Cani senza padroni di Carmelo Sardo

Da giovane cronista, Carmelo Sardo, ha seguito le storie delle faide mafiose sul campo e in seguito a questa esperienza ha deciso di sistematizzarle tra verità storiche e processuali. Ne è nato un libro “Cani senza padrone. La Stidda, storia vera di una guerra di mafia” ambientato tra la seconda metà degli anni Ottanta e gli inizi degli anni Novanta. Il giornalista nel testo descrive, talvolta in maniera romanzata, l’organizzazione criminale degli stiddari in Sicilia che sfidò Cosa Nostra con una serie di atti malavitosi, dalle estorsioni agli omicidi. Spiega, inoltre, la radice etimologica di stiddari: «è la terza persona del verbo “stiggiare”, che significa spezzare, tagliare via», termine che si riallaccia all’icastica metafora dell’albero: il tronco che rappresenta il capo, i rami gli accoliti, e il ramo staggito, allontanato dalla famiglia; dal quale deriva, ancora, l’espressione “ posato” usata nel simbolismo mafioso.

Gli stiddari, racconta l’autore, erano stati assoldati come una manovalanza che oltre a fungere da braccio armato per le zone delittuose però avrebbe controllato il territorio, sostituendo i vecchi capi.

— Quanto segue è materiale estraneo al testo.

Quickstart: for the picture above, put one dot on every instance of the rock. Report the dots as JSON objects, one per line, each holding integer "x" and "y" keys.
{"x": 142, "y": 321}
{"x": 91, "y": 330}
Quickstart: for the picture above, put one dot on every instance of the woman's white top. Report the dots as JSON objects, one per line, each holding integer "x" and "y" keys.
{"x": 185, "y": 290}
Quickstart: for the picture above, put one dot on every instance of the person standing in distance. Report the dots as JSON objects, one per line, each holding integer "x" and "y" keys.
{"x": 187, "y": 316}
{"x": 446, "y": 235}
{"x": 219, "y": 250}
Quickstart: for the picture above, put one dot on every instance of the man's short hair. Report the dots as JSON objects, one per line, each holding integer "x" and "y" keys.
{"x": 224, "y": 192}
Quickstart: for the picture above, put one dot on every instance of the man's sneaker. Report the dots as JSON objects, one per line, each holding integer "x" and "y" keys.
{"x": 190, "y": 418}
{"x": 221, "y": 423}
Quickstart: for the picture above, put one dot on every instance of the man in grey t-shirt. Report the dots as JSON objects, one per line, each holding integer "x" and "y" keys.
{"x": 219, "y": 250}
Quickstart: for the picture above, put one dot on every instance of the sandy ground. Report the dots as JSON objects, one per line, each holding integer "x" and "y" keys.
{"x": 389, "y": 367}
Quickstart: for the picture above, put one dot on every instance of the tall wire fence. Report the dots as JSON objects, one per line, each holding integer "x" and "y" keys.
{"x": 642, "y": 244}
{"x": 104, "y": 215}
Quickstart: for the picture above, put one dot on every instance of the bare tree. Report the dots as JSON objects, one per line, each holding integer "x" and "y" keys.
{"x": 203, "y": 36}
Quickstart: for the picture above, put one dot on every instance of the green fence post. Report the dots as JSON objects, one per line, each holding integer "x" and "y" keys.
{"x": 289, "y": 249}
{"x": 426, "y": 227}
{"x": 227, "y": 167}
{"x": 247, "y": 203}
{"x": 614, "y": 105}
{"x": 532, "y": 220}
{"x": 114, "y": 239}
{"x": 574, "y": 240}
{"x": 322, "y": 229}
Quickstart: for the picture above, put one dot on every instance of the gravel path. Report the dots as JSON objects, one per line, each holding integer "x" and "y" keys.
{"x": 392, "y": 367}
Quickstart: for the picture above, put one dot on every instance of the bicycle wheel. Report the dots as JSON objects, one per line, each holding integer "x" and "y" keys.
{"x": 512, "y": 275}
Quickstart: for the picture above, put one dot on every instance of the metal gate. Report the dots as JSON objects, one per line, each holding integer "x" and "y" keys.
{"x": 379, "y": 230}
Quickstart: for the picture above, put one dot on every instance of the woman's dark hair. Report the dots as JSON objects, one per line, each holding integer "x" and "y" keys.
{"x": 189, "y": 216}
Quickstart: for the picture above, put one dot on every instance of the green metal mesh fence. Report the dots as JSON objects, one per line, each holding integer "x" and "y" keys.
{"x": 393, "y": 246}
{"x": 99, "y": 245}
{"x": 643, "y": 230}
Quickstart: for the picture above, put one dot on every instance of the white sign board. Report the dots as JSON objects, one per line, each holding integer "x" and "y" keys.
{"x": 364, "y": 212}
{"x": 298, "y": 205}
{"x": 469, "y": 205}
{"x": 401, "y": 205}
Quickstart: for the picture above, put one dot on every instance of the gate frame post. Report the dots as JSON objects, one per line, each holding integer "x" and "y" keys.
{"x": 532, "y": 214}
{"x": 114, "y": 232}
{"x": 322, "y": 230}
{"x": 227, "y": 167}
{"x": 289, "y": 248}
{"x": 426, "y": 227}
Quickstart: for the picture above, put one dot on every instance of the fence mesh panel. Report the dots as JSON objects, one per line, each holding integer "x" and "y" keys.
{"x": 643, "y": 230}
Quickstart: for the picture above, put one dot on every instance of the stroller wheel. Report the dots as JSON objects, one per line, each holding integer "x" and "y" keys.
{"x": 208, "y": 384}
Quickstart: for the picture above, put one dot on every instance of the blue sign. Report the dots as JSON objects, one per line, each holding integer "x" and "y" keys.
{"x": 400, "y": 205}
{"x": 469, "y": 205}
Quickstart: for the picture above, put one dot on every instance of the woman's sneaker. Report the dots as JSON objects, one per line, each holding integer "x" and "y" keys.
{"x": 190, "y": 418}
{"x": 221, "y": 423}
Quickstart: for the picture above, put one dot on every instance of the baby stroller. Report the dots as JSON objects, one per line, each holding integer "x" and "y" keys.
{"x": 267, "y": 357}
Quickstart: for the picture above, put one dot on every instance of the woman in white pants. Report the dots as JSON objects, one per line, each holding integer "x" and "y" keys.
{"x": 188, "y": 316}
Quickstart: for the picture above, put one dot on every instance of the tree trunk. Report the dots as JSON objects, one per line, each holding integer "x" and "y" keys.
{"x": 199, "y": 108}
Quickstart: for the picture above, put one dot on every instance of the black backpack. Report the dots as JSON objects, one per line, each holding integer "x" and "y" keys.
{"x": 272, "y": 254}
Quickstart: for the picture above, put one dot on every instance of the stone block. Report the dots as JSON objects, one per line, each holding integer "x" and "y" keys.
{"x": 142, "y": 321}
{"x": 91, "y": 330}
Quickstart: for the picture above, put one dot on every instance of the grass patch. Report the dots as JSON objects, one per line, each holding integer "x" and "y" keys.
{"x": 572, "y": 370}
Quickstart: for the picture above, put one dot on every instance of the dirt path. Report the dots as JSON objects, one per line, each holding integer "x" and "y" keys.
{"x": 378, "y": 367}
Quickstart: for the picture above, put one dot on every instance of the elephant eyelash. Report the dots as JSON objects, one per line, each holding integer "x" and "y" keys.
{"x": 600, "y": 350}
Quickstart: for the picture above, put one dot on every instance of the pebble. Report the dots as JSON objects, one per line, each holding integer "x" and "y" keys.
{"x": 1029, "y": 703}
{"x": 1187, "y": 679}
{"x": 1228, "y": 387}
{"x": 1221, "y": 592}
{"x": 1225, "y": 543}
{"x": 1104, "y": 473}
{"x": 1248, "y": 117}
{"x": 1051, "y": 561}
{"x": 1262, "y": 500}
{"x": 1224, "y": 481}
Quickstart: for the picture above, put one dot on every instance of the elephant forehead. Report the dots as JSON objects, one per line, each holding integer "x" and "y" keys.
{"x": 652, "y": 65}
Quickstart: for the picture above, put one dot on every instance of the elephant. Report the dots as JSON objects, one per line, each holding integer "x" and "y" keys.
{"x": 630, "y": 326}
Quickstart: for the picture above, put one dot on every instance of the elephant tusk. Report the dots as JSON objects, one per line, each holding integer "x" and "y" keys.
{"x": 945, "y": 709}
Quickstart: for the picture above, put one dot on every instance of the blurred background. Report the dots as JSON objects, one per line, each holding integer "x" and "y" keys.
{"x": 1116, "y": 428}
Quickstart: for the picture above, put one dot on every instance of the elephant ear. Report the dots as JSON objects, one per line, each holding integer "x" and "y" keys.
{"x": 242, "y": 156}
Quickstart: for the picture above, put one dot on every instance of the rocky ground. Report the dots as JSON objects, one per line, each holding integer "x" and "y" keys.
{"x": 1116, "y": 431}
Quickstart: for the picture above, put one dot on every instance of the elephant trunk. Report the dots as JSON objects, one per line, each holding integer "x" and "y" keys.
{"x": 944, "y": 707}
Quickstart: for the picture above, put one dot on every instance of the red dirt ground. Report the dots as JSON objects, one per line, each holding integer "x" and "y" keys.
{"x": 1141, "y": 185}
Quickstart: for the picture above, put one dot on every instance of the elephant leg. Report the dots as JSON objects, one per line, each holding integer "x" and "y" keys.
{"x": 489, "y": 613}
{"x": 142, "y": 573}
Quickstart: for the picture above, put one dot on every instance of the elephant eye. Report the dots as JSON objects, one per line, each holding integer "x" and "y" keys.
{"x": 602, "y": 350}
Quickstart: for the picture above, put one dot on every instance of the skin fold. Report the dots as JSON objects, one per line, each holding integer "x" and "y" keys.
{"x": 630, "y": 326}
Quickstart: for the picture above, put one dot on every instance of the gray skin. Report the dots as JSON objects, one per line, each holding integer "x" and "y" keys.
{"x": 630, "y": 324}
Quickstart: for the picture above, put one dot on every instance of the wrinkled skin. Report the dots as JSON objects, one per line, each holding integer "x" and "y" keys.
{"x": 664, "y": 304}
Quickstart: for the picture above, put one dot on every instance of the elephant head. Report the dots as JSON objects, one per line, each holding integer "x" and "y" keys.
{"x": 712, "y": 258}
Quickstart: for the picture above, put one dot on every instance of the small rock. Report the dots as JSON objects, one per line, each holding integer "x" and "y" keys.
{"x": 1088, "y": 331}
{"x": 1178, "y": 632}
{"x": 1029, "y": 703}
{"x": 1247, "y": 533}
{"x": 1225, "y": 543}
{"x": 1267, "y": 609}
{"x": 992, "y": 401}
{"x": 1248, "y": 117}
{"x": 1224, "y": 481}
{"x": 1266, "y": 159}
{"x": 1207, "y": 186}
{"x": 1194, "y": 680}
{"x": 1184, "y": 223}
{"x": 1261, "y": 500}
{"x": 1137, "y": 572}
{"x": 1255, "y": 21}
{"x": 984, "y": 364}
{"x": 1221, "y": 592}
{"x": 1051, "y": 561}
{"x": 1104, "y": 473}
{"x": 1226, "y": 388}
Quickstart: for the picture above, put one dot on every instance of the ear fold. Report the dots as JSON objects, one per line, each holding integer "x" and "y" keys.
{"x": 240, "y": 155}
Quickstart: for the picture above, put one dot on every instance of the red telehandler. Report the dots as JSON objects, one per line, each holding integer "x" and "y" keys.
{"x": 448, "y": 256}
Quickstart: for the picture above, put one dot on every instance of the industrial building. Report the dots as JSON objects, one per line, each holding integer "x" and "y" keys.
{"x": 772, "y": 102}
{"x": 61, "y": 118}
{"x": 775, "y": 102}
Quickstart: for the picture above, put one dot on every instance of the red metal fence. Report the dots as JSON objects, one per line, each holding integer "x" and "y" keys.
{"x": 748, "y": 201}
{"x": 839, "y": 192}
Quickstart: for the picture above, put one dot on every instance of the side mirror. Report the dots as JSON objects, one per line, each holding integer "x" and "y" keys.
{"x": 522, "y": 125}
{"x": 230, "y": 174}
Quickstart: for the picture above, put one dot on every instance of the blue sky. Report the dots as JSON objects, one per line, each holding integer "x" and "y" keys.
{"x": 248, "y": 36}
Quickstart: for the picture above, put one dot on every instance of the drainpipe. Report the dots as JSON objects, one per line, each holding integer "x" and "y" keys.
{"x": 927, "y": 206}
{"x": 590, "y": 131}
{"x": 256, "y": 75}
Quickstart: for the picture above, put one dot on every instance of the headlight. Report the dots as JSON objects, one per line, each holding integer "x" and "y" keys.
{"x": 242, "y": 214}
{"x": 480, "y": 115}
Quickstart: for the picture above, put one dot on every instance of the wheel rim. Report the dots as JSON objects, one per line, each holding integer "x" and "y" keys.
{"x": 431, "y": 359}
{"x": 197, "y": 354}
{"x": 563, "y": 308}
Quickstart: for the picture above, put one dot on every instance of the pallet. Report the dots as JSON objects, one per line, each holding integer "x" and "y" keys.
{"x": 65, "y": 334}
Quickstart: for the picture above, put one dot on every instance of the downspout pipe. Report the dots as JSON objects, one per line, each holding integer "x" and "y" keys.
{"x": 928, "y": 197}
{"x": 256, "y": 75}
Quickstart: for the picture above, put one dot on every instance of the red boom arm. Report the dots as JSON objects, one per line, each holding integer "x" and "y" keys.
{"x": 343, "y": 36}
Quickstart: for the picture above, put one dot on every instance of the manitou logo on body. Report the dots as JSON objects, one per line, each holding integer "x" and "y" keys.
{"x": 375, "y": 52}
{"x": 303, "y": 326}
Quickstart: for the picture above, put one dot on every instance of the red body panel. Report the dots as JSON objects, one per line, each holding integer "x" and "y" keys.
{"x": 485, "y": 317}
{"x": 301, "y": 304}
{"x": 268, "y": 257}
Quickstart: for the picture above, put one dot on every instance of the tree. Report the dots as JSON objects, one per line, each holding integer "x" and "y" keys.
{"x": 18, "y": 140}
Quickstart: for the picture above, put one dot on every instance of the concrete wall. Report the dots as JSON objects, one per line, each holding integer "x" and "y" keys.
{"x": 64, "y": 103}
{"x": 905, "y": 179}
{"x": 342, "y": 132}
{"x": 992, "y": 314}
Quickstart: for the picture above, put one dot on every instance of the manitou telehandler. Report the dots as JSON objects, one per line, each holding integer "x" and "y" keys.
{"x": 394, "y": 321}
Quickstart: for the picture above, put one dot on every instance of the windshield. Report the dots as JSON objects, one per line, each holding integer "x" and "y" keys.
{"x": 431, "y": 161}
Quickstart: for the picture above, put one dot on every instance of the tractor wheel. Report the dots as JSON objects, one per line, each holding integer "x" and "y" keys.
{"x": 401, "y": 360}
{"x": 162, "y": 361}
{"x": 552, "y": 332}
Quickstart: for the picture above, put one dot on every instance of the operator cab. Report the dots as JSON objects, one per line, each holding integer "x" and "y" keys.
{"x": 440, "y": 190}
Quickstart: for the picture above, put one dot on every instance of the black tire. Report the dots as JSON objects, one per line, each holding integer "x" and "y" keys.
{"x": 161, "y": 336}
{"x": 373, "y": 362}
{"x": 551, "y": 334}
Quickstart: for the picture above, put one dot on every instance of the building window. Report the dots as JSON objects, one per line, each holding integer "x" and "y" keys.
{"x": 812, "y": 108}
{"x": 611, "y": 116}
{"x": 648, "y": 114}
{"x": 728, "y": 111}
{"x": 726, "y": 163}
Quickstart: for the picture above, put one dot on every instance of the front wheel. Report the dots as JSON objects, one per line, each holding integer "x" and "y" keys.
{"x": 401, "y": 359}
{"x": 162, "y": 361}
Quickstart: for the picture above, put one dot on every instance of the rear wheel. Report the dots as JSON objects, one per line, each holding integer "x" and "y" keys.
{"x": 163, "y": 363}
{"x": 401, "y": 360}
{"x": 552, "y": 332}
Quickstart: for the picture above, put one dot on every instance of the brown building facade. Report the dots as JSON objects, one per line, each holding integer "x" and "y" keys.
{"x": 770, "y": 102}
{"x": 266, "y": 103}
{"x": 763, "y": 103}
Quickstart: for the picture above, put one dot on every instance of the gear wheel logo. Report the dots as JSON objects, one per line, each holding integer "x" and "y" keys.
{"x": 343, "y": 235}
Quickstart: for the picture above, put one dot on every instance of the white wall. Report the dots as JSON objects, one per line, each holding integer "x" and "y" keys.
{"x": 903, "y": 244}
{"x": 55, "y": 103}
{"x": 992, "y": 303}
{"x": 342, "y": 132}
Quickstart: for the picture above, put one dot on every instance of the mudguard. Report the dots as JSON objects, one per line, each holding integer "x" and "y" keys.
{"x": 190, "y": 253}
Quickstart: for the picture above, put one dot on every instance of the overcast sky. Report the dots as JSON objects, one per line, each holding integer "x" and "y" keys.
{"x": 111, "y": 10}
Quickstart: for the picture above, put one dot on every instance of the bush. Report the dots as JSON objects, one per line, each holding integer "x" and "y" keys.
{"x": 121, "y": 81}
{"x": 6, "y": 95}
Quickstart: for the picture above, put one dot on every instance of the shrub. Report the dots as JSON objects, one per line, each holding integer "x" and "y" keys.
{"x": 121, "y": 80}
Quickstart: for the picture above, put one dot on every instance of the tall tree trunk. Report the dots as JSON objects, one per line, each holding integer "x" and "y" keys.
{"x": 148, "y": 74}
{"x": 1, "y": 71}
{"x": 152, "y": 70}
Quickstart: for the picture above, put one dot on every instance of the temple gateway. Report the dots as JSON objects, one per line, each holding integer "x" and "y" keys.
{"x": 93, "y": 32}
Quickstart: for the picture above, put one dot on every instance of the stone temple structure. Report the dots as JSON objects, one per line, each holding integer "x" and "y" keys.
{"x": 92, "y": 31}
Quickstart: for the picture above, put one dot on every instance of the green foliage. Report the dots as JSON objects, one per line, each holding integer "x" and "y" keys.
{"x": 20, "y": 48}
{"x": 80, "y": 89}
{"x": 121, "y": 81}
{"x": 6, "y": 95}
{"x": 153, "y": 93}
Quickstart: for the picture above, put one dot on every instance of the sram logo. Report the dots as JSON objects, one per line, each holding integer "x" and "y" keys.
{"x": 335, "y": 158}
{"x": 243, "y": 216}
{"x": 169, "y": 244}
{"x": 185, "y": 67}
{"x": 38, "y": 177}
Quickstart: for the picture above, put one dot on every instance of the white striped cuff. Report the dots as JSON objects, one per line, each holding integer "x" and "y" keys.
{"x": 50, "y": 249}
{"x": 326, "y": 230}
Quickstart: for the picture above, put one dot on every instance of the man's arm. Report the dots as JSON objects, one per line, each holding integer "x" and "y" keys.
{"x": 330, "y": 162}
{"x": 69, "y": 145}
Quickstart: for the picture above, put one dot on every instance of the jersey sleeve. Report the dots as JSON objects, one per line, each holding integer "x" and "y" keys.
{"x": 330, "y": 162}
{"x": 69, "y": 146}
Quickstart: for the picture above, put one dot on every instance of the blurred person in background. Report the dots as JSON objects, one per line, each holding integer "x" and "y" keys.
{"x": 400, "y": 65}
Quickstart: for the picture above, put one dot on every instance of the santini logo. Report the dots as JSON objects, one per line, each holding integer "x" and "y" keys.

L’attività criminale dei “cani senza padrone” trova la fine con l’omicidio del giudice Rosario Livatino, che gli era stato ordinato di uccidere. Si innescato a quel punto un meccanismo per il quale, da efferati nemici vecchi boss erano diventati pedine inconsapevoli di questi.

Il Giudice Livatino, come spiega Carmelo Sardo, aveva capito come attaccare veramente la mafia, ovvero con l’aggressione dei loro beni sottraendogli la ricchezza che tendevano ad accumulare per i loro figli. Il Giudice ragazzino aveva avuto questa intuizione che gli avrebbe permesso di smantellare il sistema criminale e per questo ha conosciuto la morte.

A conclusione dell’incontro Carmelo Sardo racconta al pubblico che proprio di recente è iniziato il processo di beatificazione del giudice Livatino proprio uno dei suoi killer, Gaetano Puzzangaro, pentito e collaboratore di giustizia che ha scelto, inaspettatamente, di scrivere delle lettere per perorare la causa, insieme a un corredo di scuse per il gesto compiuto. L’autore lascia gli spettatori con la constatazione che in Sicilia, oggi, si minaccia ma non si uccide più, è in atto la cosiddetta pax mafiosa, aggiungendo laconicamente che «i mafiosi avranno raggiunto degli equilibri inspiegabili a chi è fuori dal contesto criminale».